Eckstein, best known for his projects that raised an estimated $1.6 billion dollars over a generation and a half from Christian donors to support poor Jews in Israel and the former Soviet Union, mentioned the next major project he had in mind — an extension of his fund-raising work to Hong Kong.
“He was very eager to spread his message” of interfaith cooperation, Chafets said.
The rabbi never got his chance.
Eckstein died of a heart attack in his Jerusalem home on Feb. 6. He was 67.
There has been an outpouring of praise for work from members of the Jewish and Christian communities in recent days. His activities improved relations between Jews and Christians as well as the lives of millions of poor Jews; it also served as a magnet for controversy.
As founder of the International Fellowship of Christians and Jews (IFCJ), Eckstein became, according to Chafets’ 2015 biography “The Bridge Builder: The Life and Continuing Legacy of Rabbi Yechiel Eckstein” (Sentinel), “a pariah” in many Jewish circles for both his uncompromising management style and his close relationships with Christians, particularly evangelical ones.
Following his death, the rabbi was praised by Christianity Today magazine as “a major partner and friend.”
“A towering figure in the philanthropic and Jewish world,” said the American Jewish Joint Distribution Committee, on whose board Eckstein served.

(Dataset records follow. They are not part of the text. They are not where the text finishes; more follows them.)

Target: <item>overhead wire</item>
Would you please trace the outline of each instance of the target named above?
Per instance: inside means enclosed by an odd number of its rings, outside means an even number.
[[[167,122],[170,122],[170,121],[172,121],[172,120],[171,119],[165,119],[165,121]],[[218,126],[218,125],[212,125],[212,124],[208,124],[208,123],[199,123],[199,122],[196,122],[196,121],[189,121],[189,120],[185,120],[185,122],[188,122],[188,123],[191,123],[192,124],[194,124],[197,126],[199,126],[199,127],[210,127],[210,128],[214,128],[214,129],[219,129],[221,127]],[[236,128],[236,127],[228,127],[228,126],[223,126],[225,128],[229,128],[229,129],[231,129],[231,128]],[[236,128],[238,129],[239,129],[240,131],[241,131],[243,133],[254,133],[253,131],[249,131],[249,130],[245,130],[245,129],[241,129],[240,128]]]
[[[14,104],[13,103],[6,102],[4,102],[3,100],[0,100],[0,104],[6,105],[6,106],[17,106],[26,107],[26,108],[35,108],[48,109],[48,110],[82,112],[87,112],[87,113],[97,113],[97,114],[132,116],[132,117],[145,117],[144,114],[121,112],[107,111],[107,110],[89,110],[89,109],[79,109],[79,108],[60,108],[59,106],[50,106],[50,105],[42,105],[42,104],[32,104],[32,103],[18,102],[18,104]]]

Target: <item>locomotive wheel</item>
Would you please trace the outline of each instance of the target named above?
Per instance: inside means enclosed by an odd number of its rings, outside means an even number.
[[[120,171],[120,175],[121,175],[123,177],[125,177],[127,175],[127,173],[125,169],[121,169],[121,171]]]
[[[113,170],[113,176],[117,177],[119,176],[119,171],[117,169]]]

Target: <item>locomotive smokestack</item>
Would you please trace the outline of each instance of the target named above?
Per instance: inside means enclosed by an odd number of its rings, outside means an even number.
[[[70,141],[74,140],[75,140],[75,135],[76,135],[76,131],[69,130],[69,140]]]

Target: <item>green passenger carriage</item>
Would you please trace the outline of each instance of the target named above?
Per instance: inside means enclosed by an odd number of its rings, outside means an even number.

Eckstein had a complicated relationship with the Jewish Agency for Israel — he was, through the IFCJ, a major funder and board member who later broke with the group and competed with it in its rescue work. But Isaac Herzog, the new chairman of the Jewish Agency, called Eckstein “a leader who worked tirelessly” on behalf of the Jewish people. And Jonathan Greenblatt, national director of the Anti-Defamation League, said the rabbi “made significant contributions by fostering evangelical support for Israel.”
As a sign of the mixed feelings that Eckstein’s activism had aroused, representatives of several Jewish organizations declined to speak to NJJN about his legacy. Some criticized that his portrayal of poor Jews in Israel and in other countries left the impression that Jewish groups did not take care of their own.
People who had worked with the rabbi remembered him as an Orthodox Jew who was among the first leaders of U.S. Jewry to realize the potential of improved ties with fundamentalist Christians, a scholar of Jewish mysticism and philosophy who also had an interest in Eastern religions, a generally easygoing man with a hair-trigger temper, and a talented singer who carried a guitar wherever he travelled. Ordained by Yeshiva University, he respected rabbinic authority though he frequently flouted the opinions of prominent rabbis when he thought his own judgement was superior. He was a confident individual known for his ego, though he battled bouts of depression. And he was a visionary who began his ecumenical work as a one-man operation on a small salary and, despite harsh criticism from his Orthodox community and others, built IFCJ into a 70-employee philanthropy that brought him a substantial six-figure income.
A rabbi’s son, he grew up in Ottawa, Canada, and founded IFCJ (originally called the Holyland Fellowship of Christians and Jews) after handling interfaith relations for the ADL.
His interfaith work in Chicago sparked his interest in the evangelical community, which was virtually a stranger to Jews in this country.
“People did not think along those lines back then,” said Rabbi Shmuley Boteach, who knew Eckstein for several decades.
Boteach, a prominent author and lecturer, has also drawn criticism for his close collaboration with Christians, both in this country and during his previous work as a Lubavitch shaliach in England. “What we had in common was feeling very misunderstood by the world Jewish community,” Boteach said.
Eckstein gravitated toward Jews who achieved positions of prominence in the Jewish and wider communities while charting independent paths.
“Change agents,” said retired Connecticut Sen. Joseph Lieberman, who was also a longtime friend of the rabbi. “It’s easy to [just] play the game, but nothing changes if you play the game,” said Lieberman, who served in the Senate as a Democrat for three terms before switching to Independent during his fourth, drawing controversy of his own.
Eckstein, Lieberman said, “changed the attitude of skepticism [about evangelical Christians] in the Jewish community. I gave Rabbi Eckstein tremendous credit for this transformation.”
“Yechiel may have changed attitudes among some beneficiaries [of IFCJ funds], but I think that there is still widespread ignorance and negative prejudice about Christians and Christianity generally in Israel; and in the U.S., there is a profound suspicion of Evangelicals,” said Rabbi David Rosen, the American Jewish Committee’s international director of interreligious affairs.
“We need to be careful of generalizing about Evangelicals,” Rosen said in an email interview. “We would do better to refer to those evangelicals who are ‘premillennial dispensationalists’, i.e., those who believe that we are living at the end of times, that the establishment of the State of Israel and the ingathering of the exiles is an indication of this.”
Evangelicals, said Chafets, saw Eckstein as someone “who was not trying to get their money.”
“Our donors are those Christians who genuinely believe Jews and Christians share a biblical view and ought to come together for the sake of their shared vision, [part] of which is Israel,” Eckstein said in a 2009 Christianity Today interview.
In speaking non-critically of the Christian faith, “I am as far as anyone can go and continue to have Jewish bona fides,” the rabbi told the magazine.
Chafets, in the introduction to his biography of Eckstein, writes of his first meeting with him, at a kosher pizzeria in New York in 2004: “He was sincere and friendly, devoid of the irony that enlivens so much [contemporary] conversation.”
After writing a profile for the Daily News, Chafets did a longer one for The New York Times Magazine, then decided to write the book. The two became close friends.
Chafets, raised in the Reform Movement in Michigan, calls himself a secular Jew. “I’m not a ‘rabbi person,’” he said in a telephone interview from Israel last week. “If I needed a rabbi, it would be Yechiel.”